When her parents could not make a positive identification, their hopes slowly began to return as they milled around on the streets with sad blank stares.

Dozens of children huddled together waiting for some good news, especially since they had been told earlier that her parents heard her last Friday screaming in the background as they spoke to persons claiming to be her abductors.

An aunt of Ananda, who requested anonymity, told the Observer that the family was so sure she would have been returned to them, since they always complied with the supposed abductors’ requests.

She said they had become even more hopeful after one of the men who claimed to have abducted her, called and they heard Ananda in the background screaming in anguish for “Daddy, Daddy”.

Yesterday, the family said if it was Ananda that was found, then it can only be surmised that it must have been a recorded message which the ‘killers’ were playing.

“I know is she we hear screaming for Daddy Daddy like them doing something to her,” she said.

The aunt said she had made several trips to various points, as asked by persons claiming to be the abductors, as well as following up leads, many of which turned out to be pranksters.

She said she believed that the persons they sent the phone credit to were the ones involved, as they said things which seemed to suggest that they had more information than they were letting on.

“Every time them call they keep saying them going to meck har come home,” said the distraught woman.

The aunt said although the persons called from a private number all the time, one night they heard crickets chirping in the background which suggestewd the call was coming from a rural area.

She said on one occasion they were asked to pay a ransom of $30,000, however, they could hear someone in the background chastising the caller for making such a small demand. He then hung up and called back requesting half-million dollars.

The aunt said that she was instructed to meet with the ‘abductors’ at Emancipation Park in Kingston. However, when they turned up they were redirected to Parkington Plaza, also in Kingston, but Ananda was not there as promised.

She said they never involved the police as they were warned against doing so.
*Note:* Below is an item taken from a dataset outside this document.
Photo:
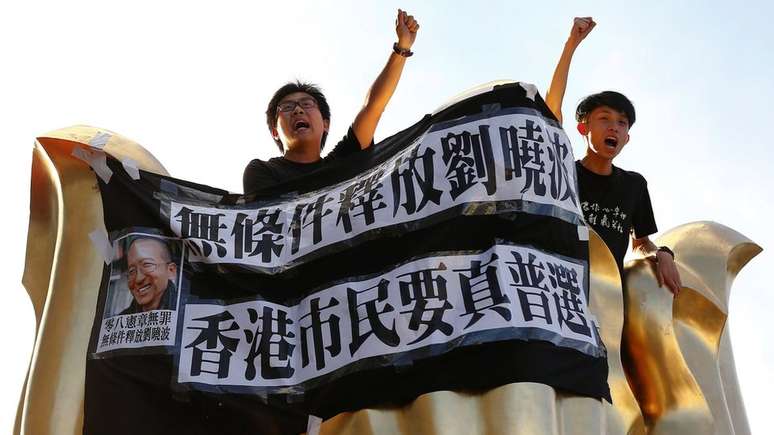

Apart from this, she said they received several other calls during the 11 days that Ananda was missing, however most of them appeared to have been pranks.

“One day a lady call and a cry on the phone say she see her in a car with two men in a Mocho, Clarendon and that a gunshot just fired in the car. She sounded sincere because she call from her number and everything,” she told the Observer.

But when they went to the area they found out it was another prank call.

The nightmare continued when another man called to say that they had raped her and thrown her body in the May Pen Cemetery, located on Spanish Town Road.

Even yesterday relatives of the little girl said a woman from

Montego Bay visited Whitehall Avenue, wearing T-shirts and buttons with Ananda’s photos, saying that Ananda was dead, even before the body was discovered yesterday. The woman was held by the police for questioning.

But even though the relatives of Ananda Dean said they had kept the police out of the ‘negotiations’, they threw blame at the law officers, claiming that nothing had been done since she went missing.

“If we didn’t go and block the road we wouldn’t get anywhere because the police not giving us any information,” said one relative.

While residents held discussions about the missing girl, a group of children sat on the cold concrete of a sidewalk in Whitehall Avenue as they awaited news as to whether the badly decomposed body found earlier in the day was that of Ananda.